8. An obstacle detection device, characterized in that, The obstacle detection device includes: The feature extraction module is used to acquire image data of the driving scene where the main vehicle is located, and extract image features from the image data; The selection module is used to select multiple three-dimensional sampling points by extending outward in different directions with the main vehicle as the origin. The tensor extraction module is used to determine the image coordinates of the three-dimensional sampling points in the image features based on the image acquisition parameters of the main vehicle, and to extract the feature tensors of the corresponding three-dimensional sampling points based on the image coordinates. The obstacle detection module is used to predict obstacles based on the feature tensors according to the relationships between ray adjacency and point adjacency, as well as different frames and different ray directions, and to determine the obstacles in the driving scene based on the prediction results.
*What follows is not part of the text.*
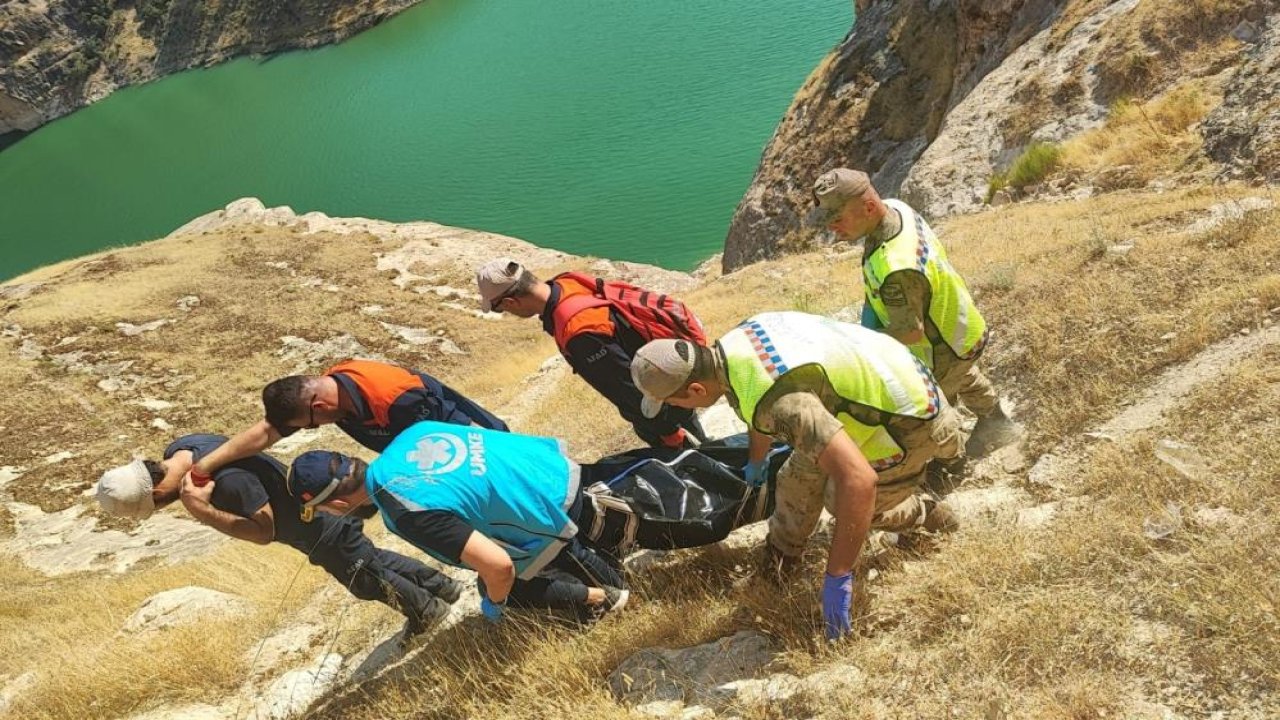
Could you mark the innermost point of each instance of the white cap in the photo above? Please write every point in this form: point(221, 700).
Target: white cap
point(496, 279)
point(661, 368)
point(126, 491)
9. An obstacle detection device, characterized in that, The obstacle detection device includes: a memory and at least one processor, wherein the memory stores instructions, and the memory and the at least one processor are interconnected via a circuit; The at least one processor invokes the instructions in the memory to cause the obstacle detection device to perform the steps of the obstacle detection method as described in any one of claims 1-7.
10. A computer-readable storage medium storing a computer program thereon, characterized in that, When the computer program is executed by the processor, it implements the various steps of the obstacle detection method as described in any one of claims 1-7.